Restoration of sand-stabilizing vegetation reduces deep percolation of precipitation in semi-arid sandy lands, northern China

Abstract

Changes in precipitation patterns and vegetation variability generally affect deep percolation and increasingly limited groundwater resources in arid and semi-arid regions. However, the dynamics of deep percolation and its response to precipitation patterns after vegetation restoration in semi-arid sandy lands are not well understood.
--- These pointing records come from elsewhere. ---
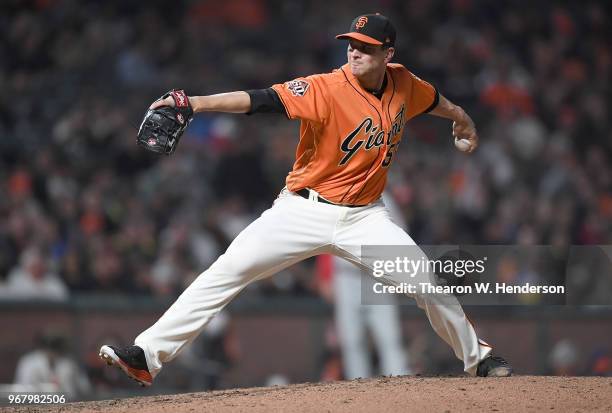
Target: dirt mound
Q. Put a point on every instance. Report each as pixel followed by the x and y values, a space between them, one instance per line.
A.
pixel 384 394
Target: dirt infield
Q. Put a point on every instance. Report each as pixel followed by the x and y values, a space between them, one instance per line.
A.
pixel 385 394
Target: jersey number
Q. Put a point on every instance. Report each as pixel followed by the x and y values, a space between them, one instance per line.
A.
pixel 390 152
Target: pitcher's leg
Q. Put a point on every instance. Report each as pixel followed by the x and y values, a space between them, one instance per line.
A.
pixel 282 236
pixel 444 311
pixel 350 322
pixel 384 322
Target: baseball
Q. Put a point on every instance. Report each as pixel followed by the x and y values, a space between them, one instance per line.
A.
pixel 462 144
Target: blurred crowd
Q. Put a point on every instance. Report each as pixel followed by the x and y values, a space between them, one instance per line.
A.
pixel 83 209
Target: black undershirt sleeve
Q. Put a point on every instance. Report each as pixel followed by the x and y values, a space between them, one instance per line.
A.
pixel 265 101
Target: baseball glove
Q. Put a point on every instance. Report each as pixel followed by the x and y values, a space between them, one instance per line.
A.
pixel 162 128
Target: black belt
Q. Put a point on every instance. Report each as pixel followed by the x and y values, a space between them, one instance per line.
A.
pixel 305 193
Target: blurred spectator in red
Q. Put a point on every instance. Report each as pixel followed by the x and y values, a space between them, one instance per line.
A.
pixel 32 278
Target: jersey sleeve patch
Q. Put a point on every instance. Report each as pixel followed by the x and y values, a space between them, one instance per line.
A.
pixel 297 87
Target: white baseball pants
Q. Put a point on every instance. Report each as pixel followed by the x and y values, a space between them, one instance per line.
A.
pixel 291 231
pixel 353 319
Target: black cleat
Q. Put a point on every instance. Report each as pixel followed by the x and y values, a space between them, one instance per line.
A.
pixel 131 360
pixel 494 366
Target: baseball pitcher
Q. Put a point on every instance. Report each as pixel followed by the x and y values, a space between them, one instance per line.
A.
pixel 351 124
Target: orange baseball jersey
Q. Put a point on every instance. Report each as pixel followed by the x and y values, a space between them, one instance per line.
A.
pixel 348 137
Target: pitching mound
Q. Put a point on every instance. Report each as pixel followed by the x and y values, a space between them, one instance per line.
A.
pixel 395 394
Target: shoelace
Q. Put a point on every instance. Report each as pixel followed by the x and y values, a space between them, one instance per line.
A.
pixel 499 360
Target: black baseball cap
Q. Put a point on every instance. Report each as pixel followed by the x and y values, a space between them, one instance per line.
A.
pixel 372 29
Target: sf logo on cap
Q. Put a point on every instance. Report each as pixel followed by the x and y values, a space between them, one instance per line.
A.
pixel 361 22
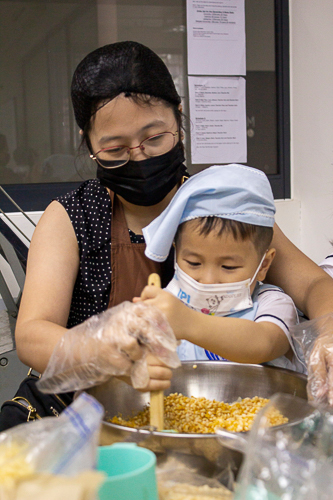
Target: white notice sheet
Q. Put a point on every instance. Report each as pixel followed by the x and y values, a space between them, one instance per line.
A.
pixel 218 119
pixel 216 37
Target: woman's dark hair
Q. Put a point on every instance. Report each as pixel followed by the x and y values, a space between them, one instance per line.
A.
pixel 122 67
pixel 260 236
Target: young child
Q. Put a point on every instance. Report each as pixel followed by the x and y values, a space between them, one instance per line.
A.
pixel 221 224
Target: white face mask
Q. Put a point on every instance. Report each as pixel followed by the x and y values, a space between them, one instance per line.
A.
pixel 218 299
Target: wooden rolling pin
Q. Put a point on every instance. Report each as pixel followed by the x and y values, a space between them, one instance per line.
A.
pixel 156 397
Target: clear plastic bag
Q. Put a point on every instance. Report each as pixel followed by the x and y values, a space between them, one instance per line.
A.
pixel 316 340
pixel 179 481
pixel 113 343
pixel 65 445
pixel 292 461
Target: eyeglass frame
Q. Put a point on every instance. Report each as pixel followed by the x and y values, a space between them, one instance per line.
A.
pixel 128 149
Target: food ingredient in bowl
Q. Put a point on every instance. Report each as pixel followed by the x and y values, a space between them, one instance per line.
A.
pixel 200 415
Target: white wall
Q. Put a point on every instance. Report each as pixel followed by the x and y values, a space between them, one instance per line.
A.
pixel 311 68
pixel 307 219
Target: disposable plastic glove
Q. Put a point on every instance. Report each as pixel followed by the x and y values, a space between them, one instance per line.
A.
pixel 113 343
pixel 316 340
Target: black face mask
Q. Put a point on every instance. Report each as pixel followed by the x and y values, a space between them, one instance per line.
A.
pixel 145 182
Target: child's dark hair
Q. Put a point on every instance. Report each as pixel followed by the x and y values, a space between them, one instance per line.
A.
pixel 260 236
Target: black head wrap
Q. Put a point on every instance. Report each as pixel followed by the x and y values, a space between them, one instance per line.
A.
pixel 119 67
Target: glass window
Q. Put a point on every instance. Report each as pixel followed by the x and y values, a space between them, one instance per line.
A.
pixel 41 43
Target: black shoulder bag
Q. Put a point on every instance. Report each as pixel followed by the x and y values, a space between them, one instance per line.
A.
pixel 31 404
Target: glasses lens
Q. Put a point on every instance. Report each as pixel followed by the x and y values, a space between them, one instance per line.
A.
pixel 158 144
pixel 113 157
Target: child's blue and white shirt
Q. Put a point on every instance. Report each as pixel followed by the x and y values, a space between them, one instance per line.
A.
pixel 270 303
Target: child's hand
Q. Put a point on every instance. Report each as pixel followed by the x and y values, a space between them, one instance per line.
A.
pixel 177 313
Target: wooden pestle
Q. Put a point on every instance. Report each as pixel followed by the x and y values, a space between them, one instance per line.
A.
pixel 156 397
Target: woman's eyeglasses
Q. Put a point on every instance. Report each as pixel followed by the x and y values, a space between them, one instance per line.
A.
pixel 117 156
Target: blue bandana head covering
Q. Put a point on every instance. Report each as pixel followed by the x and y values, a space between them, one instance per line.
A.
pixel 233 192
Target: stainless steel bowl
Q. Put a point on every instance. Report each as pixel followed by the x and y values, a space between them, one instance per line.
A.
pixel 214 380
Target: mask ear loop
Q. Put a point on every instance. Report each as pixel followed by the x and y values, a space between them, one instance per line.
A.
pixel 258 268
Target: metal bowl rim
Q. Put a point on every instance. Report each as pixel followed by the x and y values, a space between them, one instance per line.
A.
pixel 209 435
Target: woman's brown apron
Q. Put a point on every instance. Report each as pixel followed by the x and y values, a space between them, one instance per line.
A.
pixel 129 265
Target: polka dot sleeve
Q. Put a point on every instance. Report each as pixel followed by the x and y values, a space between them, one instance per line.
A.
pixel 89 209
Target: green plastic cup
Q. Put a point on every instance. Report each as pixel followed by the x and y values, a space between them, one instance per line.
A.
pixel 130 472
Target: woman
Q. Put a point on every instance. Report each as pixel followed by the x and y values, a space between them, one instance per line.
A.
pixel 129 113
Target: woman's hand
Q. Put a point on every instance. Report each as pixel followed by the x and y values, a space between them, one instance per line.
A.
pixel 116 342
pixel 159 375
pixel 177 313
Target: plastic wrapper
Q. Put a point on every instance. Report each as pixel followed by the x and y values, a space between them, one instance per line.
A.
pixel 292 461
pixel 113 343
pixel 34 454
pixel 316 340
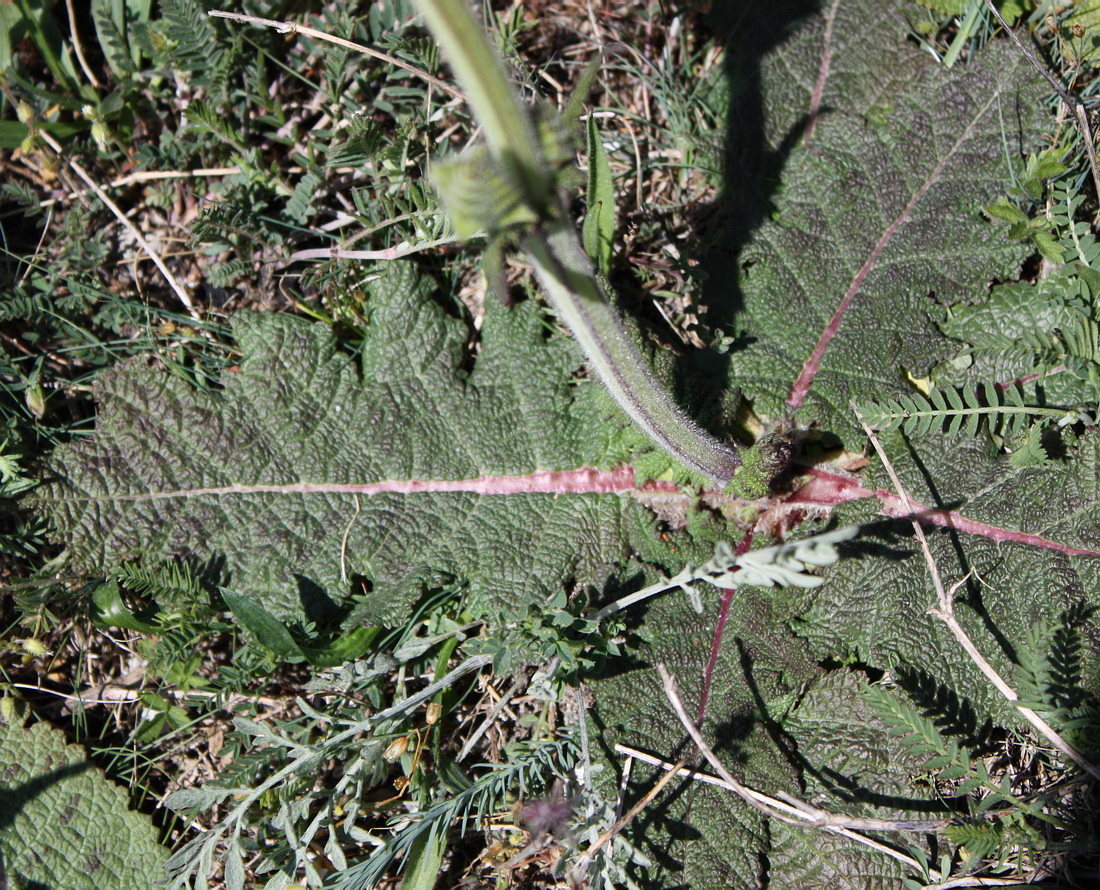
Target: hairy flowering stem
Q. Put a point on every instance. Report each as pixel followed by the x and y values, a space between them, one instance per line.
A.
pixel 552 246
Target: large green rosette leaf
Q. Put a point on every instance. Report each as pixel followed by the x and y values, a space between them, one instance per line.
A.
pixel 174 472
pixel 877 226
pixel 879 220
pixel 63 824
pixel 876 608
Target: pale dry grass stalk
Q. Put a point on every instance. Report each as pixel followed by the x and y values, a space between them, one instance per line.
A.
pixel 945 611
pixel 795 812
pixel 185 298
pixel 293 28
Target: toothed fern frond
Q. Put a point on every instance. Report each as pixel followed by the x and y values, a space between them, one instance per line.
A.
pixel 1000 409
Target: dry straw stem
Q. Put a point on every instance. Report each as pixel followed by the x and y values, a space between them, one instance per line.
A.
pixel 293 28
pixel 582 864
pixel 175 285
pixel 945 611
pixel 79 50
pixel 791 811
pixel 1076 108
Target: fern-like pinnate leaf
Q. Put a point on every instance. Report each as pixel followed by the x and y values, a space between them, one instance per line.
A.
pixel 316 475
pixel 1001 409
pixel 880 213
Thus, in this work, four typical geomorphologic landscapes with different vegetation types (M: mobile sandy land without vegetation; SH: semi-mobile sandy land with Caragana microphylla shrub but not herbaceous plants; SH&H: semi-fixed sandy land with C. microphylla shrub and herbaceous plants; H: fixed sandy land with herbaceous plants but not C. microphylla shrub) were simulated by an underground observation chamber to monitor daily variability in deep percolation, and characteristics of precipitation and vegetation growth were recorded during the growing seasons from 2010 to 2018. Our results showed that precipitation amount and duration were the most critical factors affecting deep percolation in M, H, SH and SH&H. The response of deep percolation to precipitation events in M was more sensitive than that in SH, H, and SH&H. The amount of deep percolation in M varied consistently with precipitation, and was significantly higher than that in SH, H and SH&H. Deep percolation had a weak negative correlation with species richness and mean height, and a strong negative correlation with mean plant cover and total aboveground biomass. Restoration of sand-stabilizing vegetation reduced deep percolation, and the reduction was greater in H than in SH. Average annual coefficients of deep percolation were 53.3 %, 9.9 %, 7.3 %, and 4.7 % in M, SH, H, and SH&H, respectively. Our results highlight that restoration of sand-stabilizing vegetation and subsequent increases in plant cover and aboveground biomass significantly reduce deep percolation and even groundwater recharge in semi-arid sandy lands.